Based on their review of the available data, they concluded that medical treatment (birth control pills, for example) does not improve spontaneous conception rates. However, there is evidence that surgical laparoscopies improve the chances of conception in mild cases of endometriosis. If a woman chooses to use assisted reproductive technologies (ARTs) like in vitro fertilization (IVF) to aid conception, this improves pregnancy rates. However, this rate is still lower compared to endometriosis-free women.
If one undergoes a laparoscopy to diagnose and treat endometriosis, there is a risk of scarring, which can cause fertility difficulties. “In some laparoscopy cases, the resulting scar tissue may cause difficulty conceiving, for example, if a fallopian tube is damaged,” write experts at the Southern California Reproductive Center. However, they explain that scarring is less likely with a laparoscopy compared to other types of surgery because it requires a much smaller incision.
Both Dr. Daniel and Dr. Vermeulen emphasize that is possible for those with endometriosis to conceive spontaneously (without the use of any intervention), but it may be more difficult. McGregor, who isn’t planning to start a family for a few years, does worry about how endometriosis will impact her fertility. “I’d be lying if I said I wasn’t nervous,” she says. “But I’m happy to know I at least have options.”
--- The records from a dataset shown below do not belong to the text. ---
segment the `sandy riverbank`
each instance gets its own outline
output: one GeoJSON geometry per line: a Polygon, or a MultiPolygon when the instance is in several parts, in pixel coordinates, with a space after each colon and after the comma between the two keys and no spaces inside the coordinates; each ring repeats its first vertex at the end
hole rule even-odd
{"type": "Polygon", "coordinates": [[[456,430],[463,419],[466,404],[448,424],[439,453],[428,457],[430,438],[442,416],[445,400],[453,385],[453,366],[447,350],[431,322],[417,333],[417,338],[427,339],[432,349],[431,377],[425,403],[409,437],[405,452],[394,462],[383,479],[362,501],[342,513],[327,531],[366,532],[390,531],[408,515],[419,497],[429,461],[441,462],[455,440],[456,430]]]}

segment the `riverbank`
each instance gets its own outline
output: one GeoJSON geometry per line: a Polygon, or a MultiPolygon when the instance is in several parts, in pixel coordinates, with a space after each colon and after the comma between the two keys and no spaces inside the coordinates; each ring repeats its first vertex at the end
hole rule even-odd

It’s reassuring to know that options do exist for the diagnosis and treatment of endometriosis, as well as for those with endometriosis who wish to conceive. But there’s a need for more research and advancement, especially considering the millions impacted by this debilitating disease. “It took me until I was 29—that’s over 15 years of symptoms—to get the Mirena and start feeling better,” says McGregor. “But at the end of the day, I have a chronic disease that can’t be cured. I just wish more people knew about it.”